The presence of negative Silhouette Coefficient values is a sign that the clustering algorithm has not been able to find well-separated, dense clusters. It suggests that the number of clusters \(K\) may not be appropriate for the data, or that the clustering algorithm is not a good fit for the dataset.
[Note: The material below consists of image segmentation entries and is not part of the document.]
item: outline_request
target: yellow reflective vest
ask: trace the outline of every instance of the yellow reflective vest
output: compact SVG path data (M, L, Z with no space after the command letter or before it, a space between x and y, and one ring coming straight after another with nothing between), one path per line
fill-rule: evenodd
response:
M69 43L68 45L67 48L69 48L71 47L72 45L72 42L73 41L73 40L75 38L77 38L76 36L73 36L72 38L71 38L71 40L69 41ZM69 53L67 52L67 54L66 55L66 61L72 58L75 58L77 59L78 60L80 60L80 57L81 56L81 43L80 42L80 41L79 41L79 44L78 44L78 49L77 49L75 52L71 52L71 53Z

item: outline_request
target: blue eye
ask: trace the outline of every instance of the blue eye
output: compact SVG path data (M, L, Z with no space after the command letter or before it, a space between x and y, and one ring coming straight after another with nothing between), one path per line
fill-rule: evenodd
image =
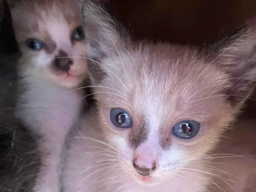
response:
M195 136L200 129L200 124L196 121L185 120L180 121L173 128L173 132L181 139L190 139Z
M79 41L84 38L84 33L82 26L80 26L74 31L71 36L72 40Z
M35 51L40 50L44 46L44 43L37 39L28 39L25 43L27 47Z
M132 120L127 112L120 108L114 108L110 112L110 118L114 125L120 128L129 128L132 126Z

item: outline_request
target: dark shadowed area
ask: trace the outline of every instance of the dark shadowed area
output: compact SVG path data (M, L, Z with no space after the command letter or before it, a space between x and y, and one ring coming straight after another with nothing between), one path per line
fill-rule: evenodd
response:
M38 137L13 115L19 54L7 5L0 0L0 191L29 192L41 165Z

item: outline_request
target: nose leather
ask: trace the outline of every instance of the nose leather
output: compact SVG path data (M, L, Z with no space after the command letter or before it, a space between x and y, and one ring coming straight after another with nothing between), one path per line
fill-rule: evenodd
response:
M70 66L73 64L73 61L68 56L66 52L62 50L59 51L59 54L54 60L55 67L57 69L64 71L68 71L69 70Z
M155 170L155 167L153 167L152 168L141 167L135 163L133 163L133 166L137 172L142 176L147 176L151 172Z

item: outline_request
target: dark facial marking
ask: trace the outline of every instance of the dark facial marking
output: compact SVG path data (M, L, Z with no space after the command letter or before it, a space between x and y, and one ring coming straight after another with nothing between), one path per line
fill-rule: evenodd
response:
M68 72L70 68L70 66L73 64L72 59L68 57L65 52L61 49L59 51L59 54L54 59L54 64L57 69Z
M133 147L136 148L140 144L147 139L149 130L145 124L142 126L142 128L133 133L131 136L130 144Z

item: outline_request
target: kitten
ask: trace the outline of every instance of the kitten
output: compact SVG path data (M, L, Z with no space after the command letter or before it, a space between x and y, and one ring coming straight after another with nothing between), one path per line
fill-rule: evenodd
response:
M9 2L22 55L16 117L42 136L43 165L33 190L59 190L58 165L67 133L79 115L86 45L78 1Z
M83 5L87 54L97 61L88 64L97 102L67 140L63 191L255 191L244 186L253 184L256 159L234 159L236 153L250 154L253 146L230 148L242 143L231 140L218 144L253 90L253 29L210 52L136 43L100 8ZM242 133L248 142L255 140L249 123L252 127L234 127L237 139ZM217 146L224 147L212 151ZM219 164L224 170L216 173ZM235 177L224 172L234 166ZM215 188L208 191L212 184Z

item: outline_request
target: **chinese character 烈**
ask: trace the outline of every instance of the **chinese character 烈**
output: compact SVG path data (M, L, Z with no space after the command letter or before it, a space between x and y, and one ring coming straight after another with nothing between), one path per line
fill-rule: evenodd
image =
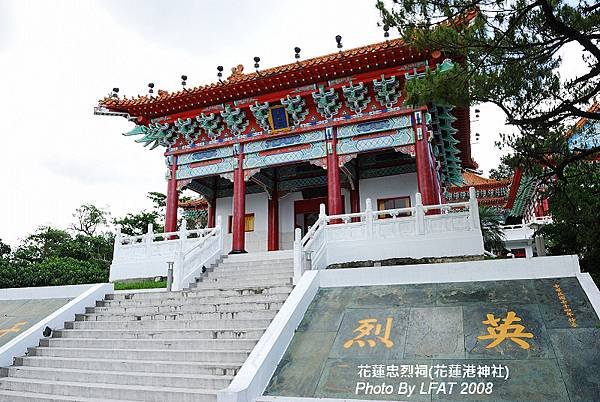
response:
M383 335L381 334L382 326L377 323L376 318L365 318L364 320L358 320L358 323L358 328L352 331L358 332L358 334L344 343L344 349L351 348L355 343L361 348L366 344L374 348L377 344L377 339L379 339L379 341L383 343L383 346L388 349L394 346L394 342L390 339L390 334L392 332L392 317L388 317L385 320Z

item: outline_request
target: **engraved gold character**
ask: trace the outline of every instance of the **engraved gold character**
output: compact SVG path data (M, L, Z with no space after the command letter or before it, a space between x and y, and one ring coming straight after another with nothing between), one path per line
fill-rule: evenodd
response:
M506 318L502 319L500 324L500 318L495 318L493 314L487 314L487 320L482 321L483 324L489 325L487 335L478 336L477 339L493 339L493 341L485 348L490 349L494 346L500 345L505 339L510 339L522 349L529 349L529 344L521 338L533 338L533 334L530 332L523 332L524 326L520 324L513 324L514 322L521 321L521 318L517 317L514 311L509 311L506 314Z
M385 320L385 328L383 328L383 335L381 335L382 325L377 322L376 318L365 318L364 320L358 320L358 327L352 332L358 332L358 334L344 343L344 349L349 349L355 343L359 347L364 347L368 344L374 348L377 345L377 339L386 348L394 346L394 342L390 339L392 332L392 317L388 317ZM373 339L375 338L375 339Z

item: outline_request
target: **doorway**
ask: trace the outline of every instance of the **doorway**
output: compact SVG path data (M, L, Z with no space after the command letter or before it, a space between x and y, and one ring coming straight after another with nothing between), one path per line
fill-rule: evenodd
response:
M319 206L321 204L325 204L325 211L327 211L327 197L315 197L294 201L294 228L300 228L300 230L302 230L302 236L304 236L310 227L319 219ZM342 213L345 213L343 195Z

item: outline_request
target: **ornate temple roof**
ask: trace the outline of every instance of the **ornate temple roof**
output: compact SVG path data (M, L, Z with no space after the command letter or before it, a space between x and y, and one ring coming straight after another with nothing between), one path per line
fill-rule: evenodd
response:
M513 179L489 179L465 170L463 171L463 182L462 186L448 188L448 193L446 194L448 201L467 201L469 199L469 187L475 187L477 199L481 205L506 208Z
M463 25L476 14L474 10L445 24ZM175 92L158 90L156 96L142 95L129 99L108 96L99 101L99 106L110 112L127 115L144 126L156 121L176 122L177 119L195 117L203 108L207 110L235 101L243 103L251 98L279 99L290 91L310 92L315 84L333 86L337 85L334 83L338 79L359 75L361 79L372 80L381 74L396 74L404 79L402 74L398 74L399 66L406 66L410 70L416 68L418 63L421 69L423 64L435 68L446 57L438 50L416 50L401 39L394 39L256 72L244 73L243 66L239 65L222 81ZM460 152L461 165L476 168L477 164L471 157L469 109L454 108L453 115L456 117L453 128L458 131L455 138L458 140L456 147Z
M189 201L182 201L179 207L184 210L205 210L208 209L208 202L204 198L197 198Z

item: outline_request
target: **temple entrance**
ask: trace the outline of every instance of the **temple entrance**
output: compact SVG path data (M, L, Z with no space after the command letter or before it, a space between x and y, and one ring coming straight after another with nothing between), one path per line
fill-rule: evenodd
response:
M309 198L294 202L294 227L300 228L303 236L319 219L319 206L321 204L325 204L325 208L327 208L327 197Z

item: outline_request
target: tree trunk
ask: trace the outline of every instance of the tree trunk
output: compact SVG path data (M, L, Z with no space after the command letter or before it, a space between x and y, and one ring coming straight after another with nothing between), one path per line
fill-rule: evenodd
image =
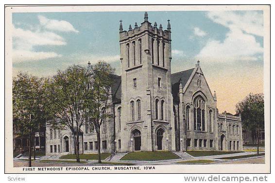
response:
M257 155L259 155L259 130L257 130L256 132L256 138L257 139Z
M76 132L76 162L80 162L80 159L79 158L79 133L78 132Z
M100 152L100 130L98 130L98 132L97 133L97 151L98 153L98 163L101 163L101 155Z
M32 137L29 138L29 167L32 167Z
M35 137L34 137L34 160L35 160Z

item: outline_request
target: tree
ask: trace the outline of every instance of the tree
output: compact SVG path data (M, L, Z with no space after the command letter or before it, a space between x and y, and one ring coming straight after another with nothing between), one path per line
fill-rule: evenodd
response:
M115 69L104 61L100 61L91 67L89 64L88 75L90 87L89 87L89 97L86 103L87 116L90 125L94 126L97 133L98 142L98 162L101 163L101 129L105 130L106 119L112 117L110 108L111 102L111 86L113 83L112 76Z
M13 78L13 119L17 135L29 141L29 167L32 166L32 147L35 133L44 125L43 79L26 73ZM34 147L35 148L35 147ZM35 151L35 149L34 150Z
M242 124L251 131L255 131L257 141L257 154L261 131L264 129L264 101L262 93L250 93L236 105L236 112L241 113Z
M53 128L68 128L72 132L76 161L80 162L79 137L86 115L85 102L88 90L87 69L74 65L66 70L59 70L47 81L48 110L53 117L48 121Z

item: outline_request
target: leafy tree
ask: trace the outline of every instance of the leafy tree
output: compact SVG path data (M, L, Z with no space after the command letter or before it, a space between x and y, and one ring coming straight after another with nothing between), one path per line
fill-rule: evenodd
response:
M250 93L243 100L236 105L236 112L241 113L245 128L256 131L257 154L261 131L264 129L264 101L262 93Z
M76 161L80 162L79 137L86 115L85 102L89 97L87 69L74 65L58 71L46 82L48 111L53 117L49 124L55 129L69 128L75 144Z
M29 167L35 133L45 125L47 116L42 115L45 112L43 84L43 78L26 73L19 73L13 78L13 125L16 135L26 137L29 141Z
M91 83L89 97L86 103L89 123L94 126L97 133L98 162L101 163L101 129L106 130L106 119L111 117L110 109L113 105L111 102L111 87L113 83L115 69L104 61L100 61L91 67L89 77Z

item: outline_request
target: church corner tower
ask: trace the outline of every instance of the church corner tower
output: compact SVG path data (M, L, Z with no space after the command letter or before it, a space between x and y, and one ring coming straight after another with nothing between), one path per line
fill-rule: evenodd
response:
M119 26L121 68L121 151L174 151L171 27L148 21Z

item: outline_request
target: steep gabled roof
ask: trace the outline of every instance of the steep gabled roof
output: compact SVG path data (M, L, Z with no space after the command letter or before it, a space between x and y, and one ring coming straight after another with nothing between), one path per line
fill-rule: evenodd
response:
M173 94L174 99L176 99L178 97L180 80L181 79L182 87L184 88L195 69L195 68L193 68L185 71L179 72L178 73L173 73L171 75L172 94Z
M112 86L113 102L120 102L121 97L121 76L112 75L114 82Z

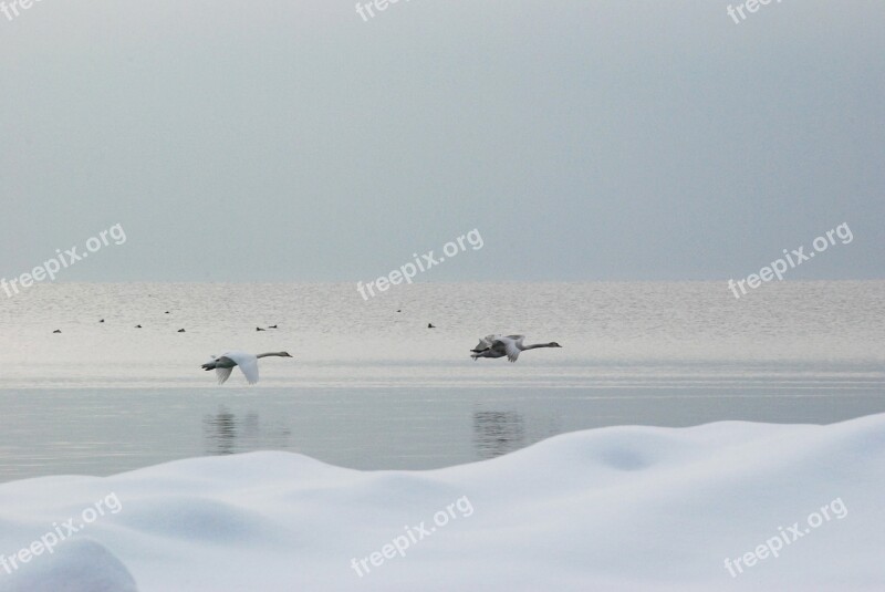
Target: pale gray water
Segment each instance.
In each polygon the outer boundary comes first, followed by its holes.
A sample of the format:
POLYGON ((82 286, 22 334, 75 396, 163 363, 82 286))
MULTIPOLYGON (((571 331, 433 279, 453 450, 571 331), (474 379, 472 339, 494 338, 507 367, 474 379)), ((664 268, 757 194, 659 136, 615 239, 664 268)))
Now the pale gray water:
POLYGON ((725 282, 417 284, 368 302, 352 283, 39 285, 0 300, 0 480, 269 448, 431 468, 598 426, 836 422, 885 412, 884 313, 885 282, 741 300, 725 282), (563 349, 471 361, 492 332, 563 349), (217 386, 199 364, 228 349, 295 357, 217 386))

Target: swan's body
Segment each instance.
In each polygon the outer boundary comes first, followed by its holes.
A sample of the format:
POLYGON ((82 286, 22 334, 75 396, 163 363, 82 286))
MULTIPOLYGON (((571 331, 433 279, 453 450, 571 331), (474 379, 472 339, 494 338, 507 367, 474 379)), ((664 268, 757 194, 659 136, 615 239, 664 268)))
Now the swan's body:
POLYGON ((211 362, 206 362, 201 367, 205 371, 214 370, 218 377, 218 384, 225 384, 230 378, 230 373, 233 372, 233 366, 239 366, 246 376, 249 384, 258 382, 258 359, 269 357, 292 357, 288 352, 269 352, 263 354, 253 355, 246 352, 228 352, 220 357, 212 356, 211 362))
POLYGON ((550 343, 533 343, 525 345, 522 341, 525 335, 486 335, 480 337, 476 347, 470 350, 470 357, 475 361, 480 357, 504 357, 510 362, 516 362, 519 359, 520 352, 525 350, 534 350, 538 347, 562 347, 555 341, 550 343))

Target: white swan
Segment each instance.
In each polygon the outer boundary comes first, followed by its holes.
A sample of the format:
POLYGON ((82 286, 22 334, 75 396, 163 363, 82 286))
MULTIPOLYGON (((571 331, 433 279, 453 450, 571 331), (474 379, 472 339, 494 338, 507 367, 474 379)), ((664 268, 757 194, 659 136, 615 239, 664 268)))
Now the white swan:
POLYGON ((555 341, 550 343, 534 343, 532 345, 524 345, 522 340, 525 335, 486 335, 480 337, 476 347, 470 350, 470 357, 473 361, 480 357, 503 357, 510 362, 516 362, 519 359, 519 353, 525 350, 534 350, 537 347, 562 347, 555 341))
POLYGON ((230 378, 230 373, 233 372, 233 366, 240 366, 246 380, 249 384, 256 384, 258 382, 258 359, 259 357, 269 357, 269 356, 279 356, 279 357, 292 357, 289 355, 289 352, 269 352, 258 355, 252 355, 246 352, 228 352, 220 357, 212 356, 211 362, 206 362, 202 366, 202 370, 209 371, 215 370, 216 375, 218 376, 218 384, 225 384, 225 382, 230 378))

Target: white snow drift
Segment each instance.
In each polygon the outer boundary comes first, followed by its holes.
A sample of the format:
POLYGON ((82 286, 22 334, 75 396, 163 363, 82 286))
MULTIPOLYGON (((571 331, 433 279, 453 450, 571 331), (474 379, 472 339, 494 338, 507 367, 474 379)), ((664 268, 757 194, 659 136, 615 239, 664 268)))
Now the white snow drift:
POLYGON ((0 486, 0 590, 882 590, 884 486, 885 415, 603 428, 430 471, 199 458, 0 486))

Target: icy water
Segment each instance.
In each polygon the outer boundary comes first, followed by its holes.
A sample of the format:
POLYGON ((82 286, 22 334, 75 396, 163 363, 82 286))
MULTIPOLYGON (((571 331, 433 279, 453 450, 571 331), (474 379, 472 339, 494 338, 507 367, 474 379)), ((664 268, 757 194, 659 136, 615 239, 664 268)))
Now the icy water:
POLYGON ((0 297, 0 480, 260 449, 435 468, 590 427, 885 412, 885 282, 741 300, 725 282, 425 283, 368 302, 353 283, 0 297), (563 347, 471 361, 497 332, 563 347), (218 386, 199 365, 232 349, 294 359, 262 360, 256 386, 238 370, 218 386))

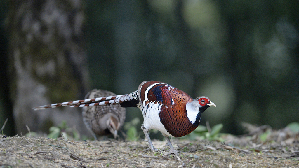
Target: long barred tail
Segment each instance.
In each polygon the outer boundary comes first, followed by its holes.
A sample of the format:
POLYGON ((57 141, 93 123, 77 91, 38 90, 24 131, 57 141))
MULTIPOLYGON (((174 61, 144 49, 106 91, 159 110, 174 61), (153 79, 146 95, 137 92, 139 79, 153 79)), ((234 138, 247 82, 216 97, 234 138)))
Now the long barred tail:
MULTIPOLYGON (((60 106, 67 106, 70 107, 82 107, 85 106, 113 105, 120 104, 127 101, 131 101, 132 100, 135 102, 135 100, 136 98, 136 94, 137 94, 137 91, 136 91, 130 94, 56 103, 34 107, 33 108, 33 109, 34 110, 38 110, 48 108, 55 108, 60 106)), ((137 99, 138 99, 138 98, 137 99)))

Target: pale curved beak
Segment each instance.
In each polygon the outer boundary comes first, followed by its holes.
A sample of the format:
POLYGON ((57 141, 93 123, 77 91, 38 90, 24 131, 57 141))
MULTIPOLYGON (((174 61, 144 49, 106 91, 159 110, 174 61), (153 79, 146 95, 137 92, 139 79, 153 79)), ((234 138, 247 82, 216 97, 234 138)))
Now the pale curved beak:
POLYGON ((216 105, 215 104, 215 103, 211 102, 211 101, 210 101, 210 104, 207 104, 207 105, 209 106, 214 106, 215 107, 216 107, 216 105))

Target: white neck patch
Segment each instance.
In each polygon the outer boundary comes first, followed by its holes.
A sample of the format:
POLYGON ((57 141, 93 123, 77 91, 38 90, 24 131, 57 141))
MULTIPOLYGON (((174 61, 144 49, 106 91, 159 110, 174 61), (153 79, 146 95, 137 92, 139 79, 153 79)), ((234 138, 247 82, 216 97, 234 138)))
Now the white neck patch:
POLYGON ((194 124, 196 120, 197 114, 199 112, 199 108, 198 106, 192 106, 192 102, 188 103, 186 104, 186 111, 187 117, 191 123, 194 124))

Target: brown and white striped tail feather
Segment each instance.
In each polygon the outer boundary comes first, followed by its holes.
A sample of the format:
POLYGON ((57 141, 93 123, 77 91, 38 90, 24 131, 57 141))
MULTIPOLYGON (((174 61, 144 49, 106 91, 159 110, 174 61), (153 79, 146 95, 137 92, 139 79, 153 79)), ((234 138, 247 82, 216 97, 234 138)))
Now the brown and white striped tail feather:
POLYGON ((115 96, 98 97, 94 99, 89 99, 66 102, 62 103, 56 103, 49 105, 42 106, 33 108, 35 110, 42 110, 48 108, 55 108, 60 106, 67 106, 70 107, 94 106, 108 105, 117 104, 123 102, 130 100, 132 97, 130 97, 130 94, 122 94, 115 96))

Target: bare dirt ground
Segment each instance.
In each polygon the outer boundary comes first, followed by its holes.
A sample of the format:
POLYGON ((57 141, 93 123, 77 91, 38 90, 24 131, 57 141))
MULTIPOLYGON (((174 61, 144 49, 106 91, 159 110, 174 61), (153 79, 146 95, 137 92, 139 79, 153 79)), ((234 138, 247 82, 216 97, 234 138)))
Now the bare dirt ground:
POLYGON ((155 152, 145 151, 148 144, 141 140, 85 141, 0 134, 0 167, 299 167, 299 135, 262 126, 239 138, 223 135, 225 143, 173 139, 179 156, 166 155, 166 140, 153 141, 160 150, 155 152), (265 132, 261 142, 259 137, 265 132))

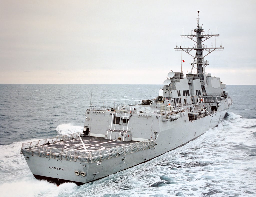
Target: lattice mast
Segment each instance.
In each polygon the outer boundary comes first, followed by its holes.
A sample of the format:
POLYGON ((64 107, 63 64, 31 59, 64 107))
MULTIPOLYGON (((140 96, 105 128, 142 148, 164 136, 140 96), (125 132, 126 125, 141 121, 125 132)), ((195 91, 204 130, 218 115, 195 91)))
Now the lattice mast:
MULTIPOLYGON (((203 75, 205 82, 206 82, 205 68, 207 65, 209 64, 209 63, 207 60, 205 61, 204 60, 204 58, 213 51, 216 49, 218 50, 222 50, 224 48, 221 45, 220 45, 220 47, 208 47, 204 44, 202 44, 202 42, 210 38, 217 37, 220 34, 209 34, 208 33, 207 34, 205 34, 204 29, 202 28, 202 25, 199 25, 199 12, 200 11, 198 10, 197 11, 198 13, 197 18, 197 28, 194 29, 195 32, 194 35, 191 33, 191 34, 190 35, 182 35, 180 36, 183 38, 189 38, 196 42, 196 45, 194 44, 193 46, 188 48, 183 48, 181 46, 180 47, 178 48, 177 46, 176 46, 174 49, 175 51, 185 51, 193 57, 194 60, 193 63, 191 63, 192 67, 190 72, 192 72, 193 68, 196 68, 197 70, 197 73, 199 75, 199 77, 201 79, 203 79, 202 76, 203 75), (193 39, 195 37, 196 38, 196 41, 193 39), (204 38, 205 39, 203 40, 204 38), (193 50, 195 50, 196 51, 196 54, 194 56, 190 53, 193 50), (208 53, 204 56, 204 55, 203 53, 204 50, 208 52, 208 53), (197 66, 196 67, 195 66, 196 65, 197 66)), ((206 83, 205 82, 205 84, 206 85, 206 83)))

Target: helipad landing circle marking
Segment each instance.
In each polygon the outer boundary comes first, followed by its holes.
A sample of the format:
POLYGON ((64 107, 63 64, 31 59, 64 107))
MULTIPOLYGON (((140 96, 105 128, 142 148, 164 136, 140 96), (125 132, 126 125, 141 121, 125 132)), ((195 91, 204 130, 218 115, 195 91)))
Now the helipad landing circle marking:
MULTIPOLYGON (((83 146, 79 146, 79 147, 77 147, 77 148, 76 148, 75 149, 70 149, 68 147, 69 146, 73 146, 75 145, 74 145, 74 144, 69 144, 65 146, 64 147, 66 149, 68 149, 70 150, 74 150, 83 149, 84 148, 83 146)), ((104 147, 104 146, 100 146, 99 145, 97 145, 97 144, 95 144, 95 145, 93 144, 84 144, 84 145, 85 146, 85 147, 86 149, 96 149, 97 150, 99 150, 99 149, 105 149, 105 147, 104 147)), ((87 150, 87 151, 94 151, 95 150, 94 149, 94 150, 87 150)))

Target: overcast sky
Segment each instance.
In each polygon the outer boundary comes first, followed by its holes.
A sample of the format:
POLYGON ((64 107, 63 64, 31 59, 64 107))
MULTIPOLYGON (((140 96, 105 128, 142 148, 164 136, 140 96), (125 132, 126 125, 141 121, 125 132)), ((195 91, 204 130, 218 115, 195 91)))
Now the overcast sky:
MULTIPOLYGON (((174 48, 199 9, 205 32, 220 35, 204 43, 224 47, 206 57, 207 72, 256 85, 255 0, 1 2, 0 83, 163 84, 180 71, 174 48)), ((192 57, 182 55, 185 73, 192 57)))

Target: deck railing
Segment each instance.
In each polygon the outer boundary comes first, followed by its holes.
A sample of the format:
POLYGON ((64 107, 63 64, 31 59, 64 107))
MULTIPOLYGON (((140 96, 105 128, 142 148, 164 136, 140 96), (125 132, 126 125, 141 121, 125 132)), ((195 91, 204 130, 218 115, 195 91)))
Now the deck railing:
POLYGON ((60 143, 61 139, 63 141, 78 138, 81 134, 81 132, 79 132, 51 139, 23 143, 20 153, 27 155, 90 163, 151 148, 155 146, 153 140, 92 151, 68 149, 44 145, 53 143, 60 143), (68 138, 68 136, 70 136, 70 138, 68 138), (58 141, 58 140, 59 140, 58 141))

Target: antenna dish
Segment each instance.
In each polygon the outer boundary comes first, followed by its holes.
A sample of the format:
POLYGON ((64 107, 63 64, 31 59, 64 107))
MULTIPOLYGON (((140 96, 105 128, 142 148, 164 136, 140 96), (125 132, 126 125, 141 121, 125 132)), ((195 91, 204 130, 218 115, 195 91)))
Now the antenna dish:
POLYGON ((175 73, 174 72, 170 72, 169 73, 168 73, 168 75, 167 75, 167 76, 168 76, 168 77, 169 78, 172 78, 174 77, 174 75, 175 75, 175 73))
POLYGON ((169 79, 166 79, 164 82, 164 85, 168 85, 171 83, 171 80, 169 79))

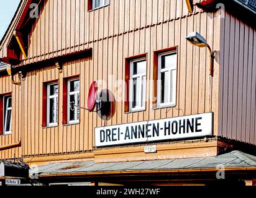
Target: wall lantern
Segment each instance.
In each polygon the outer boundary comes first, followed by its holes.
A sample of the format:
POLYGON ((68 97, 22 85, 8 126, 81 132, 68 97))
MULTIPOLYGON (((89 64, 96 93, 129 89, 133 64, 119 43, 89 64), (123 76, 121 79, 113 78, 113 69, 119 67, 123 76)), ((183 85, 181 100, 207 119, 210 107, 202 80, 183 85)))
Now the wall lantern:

In such cases, the Silhouette plot can be used to guide the selection of a more appropriate value of \(K\) or the choice of a different clustering algorithm.

Code

# intercluster distance plot
icd = InterclusterDistance(km, legend_loc='lower left')
icd.fit(data_processed)

icd.show()

<Axes: title={'center': 'KMeans Intercluster Distance Map (via MDS)'}, xlabel='PC2', ylabel='PC1'>

Intercluster distance map (via MDS)

Let’s assume we have a dataset \(X \in \mathbb{R}^{n \times d}\) with \(n\) samples and \(d\) features, and a clustering model that has identified \(k\) clusters with centers \(\mathbf{c}_i \in \mathbb{R}^d, i=1,\dots,k\).

The goal of the intercluster distance map is to embed these \(k\) cluster centers into a 2-dimensional space \(\mathbf{z}_i \in \mathbb{R}^2, i=1,\dots,k\), while preserving the distances between the clusters in the original high-dimensional space.

Mathematically, this can be expressed as finding an embedding function \(f: \mathbb{R}^d \rightarrow \mathbb{R}^2\) such that the distances between the embedded cluster centers are as close as possible to the distances between the original cluster centers:

\[\min_{f} \sum_{i<j} \left| \|\mathbf{c}_i - \mathbf{c}_j\| - \|\mathbf{z}_i - \mathbf{z}_j\| \right|\]

Where \(\|\cdot\|\) denotes the Euclidean norm.

The size of each cluster’s representation on the 2D plot is determined by a scoring metric, typically the “membership” score, which is the number of instances belonging to each cluster:

\[s_i = |\{x \in X | \text{label}(x) = i\}|\]

Where \(\text{label}(x)\) is the cluster assignment of the \(x\)-th sample.

The final intercluster distance map visualizes the 2D embedded cluster centers \(\{\mathbf{z}_i\}_{i=1}^k\), with the size of each cluster proportional to its membership score \(s_i\).

This allows us to gain insights into the relative positions and sizes of the identified clusters, and the relationships between them in the original high-dimensional feature space.